By Randall J. Stephens
The latest issue of Historically Speaking includes a forum on “Abundant History,” which features a lead piece by Robert Orsi and responses from Thomas Kselman, Jane Shaw, Brad S. Gregory, and Constance M. Furey. The forum was made possible by a grant from the John Templeton Foundation. I have posted Orsi’s lead essay and Shaw’s response here.
It’s a provocative subject. Some of you may know that Orsi has been looking at the limits of critical historical method and its epistemological underpinnings. The essays in the forum examine the religious experiences that lay outside “the conceptual range of modernist epistemology and historiography.”
After discussing Marian apparitions, Orsi poses several critical questions:
What words or categories of interpretation are there for phenomena such as these? How do we talk about what happened, first at Lourdes (and at other sites where the transcendent breaks into time and comes face to face with humans in the circumstances of their everyday lives), and then afterward, as the result of what happened at Lourdes, there and at all the other Lourdes? How do we account for the excess?

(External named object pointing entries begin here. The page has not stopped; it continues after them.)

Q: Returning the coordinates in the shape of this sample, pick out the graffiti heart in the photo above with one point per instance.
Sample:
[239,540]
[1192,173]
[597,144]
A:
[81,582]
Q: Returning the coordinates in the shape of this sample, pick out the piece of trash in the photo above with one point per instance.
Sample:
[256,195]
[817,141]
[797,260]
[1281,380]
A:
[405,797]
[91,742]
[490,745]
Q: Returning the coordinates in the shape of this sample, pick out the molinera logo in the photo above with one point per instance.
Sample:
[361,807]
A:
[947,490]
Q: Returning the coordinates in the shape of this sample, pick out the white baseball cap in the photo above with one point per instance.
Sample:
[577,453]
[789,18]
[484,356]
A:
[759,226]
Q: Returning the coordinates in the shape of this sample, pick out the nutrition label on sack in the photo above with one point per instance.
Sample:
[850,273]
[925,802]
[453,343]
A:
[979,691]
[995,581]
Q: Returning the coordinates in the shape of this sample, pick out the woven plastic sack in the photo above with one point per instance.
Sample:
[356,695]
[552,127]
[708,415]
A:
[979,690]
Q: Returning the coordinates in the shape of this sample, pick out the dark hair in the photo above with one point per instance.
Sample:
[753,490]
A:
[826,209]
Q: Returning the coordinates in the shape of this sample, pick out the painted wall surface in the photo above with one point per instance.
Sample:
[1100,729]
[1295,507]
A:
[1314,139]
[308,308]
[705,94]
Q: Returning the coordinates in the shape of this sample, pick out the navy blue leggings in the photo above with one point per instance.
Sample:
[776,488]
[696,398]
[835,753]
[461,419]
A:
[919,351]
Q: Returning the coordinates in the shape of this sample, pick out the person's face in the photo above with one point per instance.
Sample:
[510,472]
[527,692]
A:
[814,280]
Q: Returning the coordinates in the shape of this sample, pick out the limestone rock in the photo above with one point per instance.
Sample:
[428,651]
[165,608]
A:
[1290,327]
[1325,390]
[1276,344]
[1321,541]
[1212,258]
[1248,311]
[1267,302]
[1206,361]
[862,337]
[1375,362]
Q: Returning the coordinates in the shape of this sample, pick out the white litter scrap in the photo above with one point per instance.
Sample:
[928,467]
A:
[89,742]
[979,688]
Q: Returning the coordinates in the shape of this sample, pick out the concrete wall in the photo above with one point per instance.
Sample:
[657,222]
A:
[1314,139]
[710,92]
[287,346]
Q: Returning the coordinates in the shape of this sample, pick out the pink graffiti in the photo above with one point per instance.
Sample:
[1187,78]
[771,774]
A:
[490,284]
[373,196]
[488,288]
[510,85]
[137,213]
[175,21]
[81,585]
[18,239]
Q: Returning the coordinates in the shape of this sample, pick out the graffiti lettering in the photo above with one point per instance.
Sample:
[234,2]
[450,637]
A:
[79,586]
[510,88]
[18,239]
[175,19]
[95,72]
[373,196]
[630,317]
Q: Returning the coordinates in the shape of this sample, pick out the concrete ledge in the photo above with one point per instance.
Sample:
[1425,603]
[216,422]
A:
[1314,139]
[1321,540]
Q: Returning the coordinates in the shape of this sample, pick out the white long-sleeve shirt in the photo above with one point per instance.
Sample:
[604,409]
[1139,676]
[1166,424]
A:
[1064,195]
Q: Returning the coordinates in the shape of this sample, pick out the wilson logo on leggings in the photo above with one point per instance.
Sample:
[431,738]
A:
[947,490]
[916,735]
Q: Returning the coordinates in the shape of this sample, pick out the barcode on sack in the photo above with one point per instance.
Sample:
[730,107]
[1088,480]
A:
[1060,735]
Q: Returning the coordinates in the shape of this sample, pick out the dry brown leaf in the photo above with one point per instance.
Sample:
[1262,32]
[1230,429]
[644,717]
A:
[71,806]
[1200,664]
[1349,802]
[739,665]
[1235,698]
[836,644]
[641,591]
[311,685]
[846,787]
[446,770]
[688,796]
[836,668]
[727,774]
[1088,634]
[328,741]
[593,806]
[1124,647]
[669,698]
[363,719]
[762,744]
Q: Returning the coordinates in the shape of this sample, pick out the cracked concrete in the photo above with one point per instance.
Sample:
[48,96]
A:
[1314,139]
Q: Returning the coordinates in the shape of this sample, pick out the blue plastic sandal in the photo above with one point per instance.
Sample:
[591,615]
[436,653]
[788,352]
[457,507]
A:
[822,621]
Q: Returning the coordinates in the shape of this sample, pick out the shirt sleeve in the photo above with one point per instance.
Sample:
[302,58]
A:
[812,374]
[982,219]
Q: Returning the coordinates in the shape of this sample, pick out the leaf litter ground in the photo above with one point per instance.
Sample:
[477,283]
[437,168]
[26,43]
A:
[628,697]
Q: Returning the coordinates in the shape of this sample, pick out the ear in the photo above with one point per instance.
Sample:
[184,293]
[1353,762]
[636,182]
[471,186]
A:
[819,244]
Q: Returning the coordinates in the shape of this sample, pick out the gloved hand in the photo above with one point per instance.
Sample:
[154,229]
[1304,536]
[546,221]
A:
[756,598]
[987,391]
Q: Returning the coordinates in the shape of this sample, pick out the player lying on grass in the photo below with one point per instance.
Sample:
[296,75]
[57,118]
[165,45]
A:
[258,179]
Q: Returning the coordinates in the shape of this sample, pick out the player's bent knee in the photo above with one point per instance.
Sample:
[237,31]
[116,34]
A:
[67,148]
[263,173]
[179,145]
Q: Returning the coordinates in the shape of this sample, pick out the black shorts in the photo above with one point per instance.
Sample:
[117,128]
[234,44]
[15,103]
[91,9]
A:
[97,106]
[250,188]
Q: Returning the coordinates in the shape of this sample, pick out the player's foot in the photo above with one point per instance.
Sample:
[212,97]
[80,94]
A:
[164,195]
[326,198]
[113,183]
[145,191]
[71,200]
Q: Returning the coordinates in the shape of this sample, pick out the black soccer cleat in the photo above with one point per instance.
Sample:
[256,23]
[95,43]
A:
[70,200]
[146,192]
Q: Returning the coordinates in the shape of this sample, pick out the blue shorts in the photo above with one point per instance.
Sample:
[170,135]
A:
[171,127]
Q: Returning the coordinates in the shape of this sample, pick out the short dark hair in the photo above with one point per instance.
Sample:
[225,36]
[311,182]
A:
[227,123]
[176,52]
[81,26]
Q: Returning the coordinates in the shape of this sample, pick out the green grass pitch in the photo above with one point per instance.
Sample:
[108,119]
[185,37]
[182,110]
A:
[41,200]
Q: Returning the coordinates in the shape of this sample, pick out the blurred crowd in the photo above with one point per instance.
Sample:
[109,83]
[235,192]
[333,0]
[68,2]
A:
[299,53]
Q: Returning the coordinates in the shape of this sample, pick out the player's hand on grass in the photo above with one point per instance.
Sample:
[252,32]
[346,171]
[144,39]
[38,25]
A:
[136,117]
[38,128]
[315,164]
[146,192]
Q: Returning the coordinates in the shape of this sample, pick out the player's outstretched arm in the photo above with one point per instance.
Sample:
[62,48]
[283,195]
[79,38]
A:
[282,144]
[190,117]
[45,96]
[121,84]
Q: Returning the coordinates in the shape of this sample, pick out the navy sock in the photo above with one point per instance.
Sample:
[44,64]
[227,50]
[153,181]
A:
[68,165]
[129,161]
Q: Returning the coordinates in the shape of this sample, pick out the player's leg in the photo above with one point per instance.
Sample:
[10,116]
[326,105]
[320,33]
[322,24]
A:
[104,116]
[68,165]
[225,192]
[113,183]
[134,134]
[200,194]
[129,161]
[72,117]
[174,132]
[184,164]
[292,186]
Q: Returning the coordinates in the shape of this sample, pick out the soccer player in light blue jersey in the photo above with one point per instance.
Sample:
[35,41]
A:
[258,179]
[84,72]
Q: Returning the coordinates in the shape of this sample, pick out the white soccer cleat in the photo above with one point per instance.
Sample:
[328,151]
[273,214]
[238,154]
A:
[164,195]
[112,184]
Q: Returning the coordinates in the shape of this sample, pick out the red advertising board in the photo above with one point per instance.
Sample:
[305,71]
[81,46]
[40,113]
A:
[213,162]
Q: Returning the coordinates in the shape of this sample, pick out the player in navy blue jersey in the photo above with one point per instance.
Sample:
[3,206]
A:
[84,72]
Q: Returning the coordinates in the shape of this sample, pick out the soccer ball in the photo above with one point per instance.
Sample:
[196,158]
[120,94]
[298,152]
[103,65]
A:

A few related items: Johns Hopkins University Press will begin publishing HS in January 2009. It's been a pleasure to work with them. That means that HS will now be available on Project Muse. It's good news for us because to date we've had a limited web presence. I’ve moved up from associate editor to editor. And, lastly, I’ve started doing some caricatures. Call that an experiment, failed or successful. William James, which accompanies Shaw’s piece, is one of the first.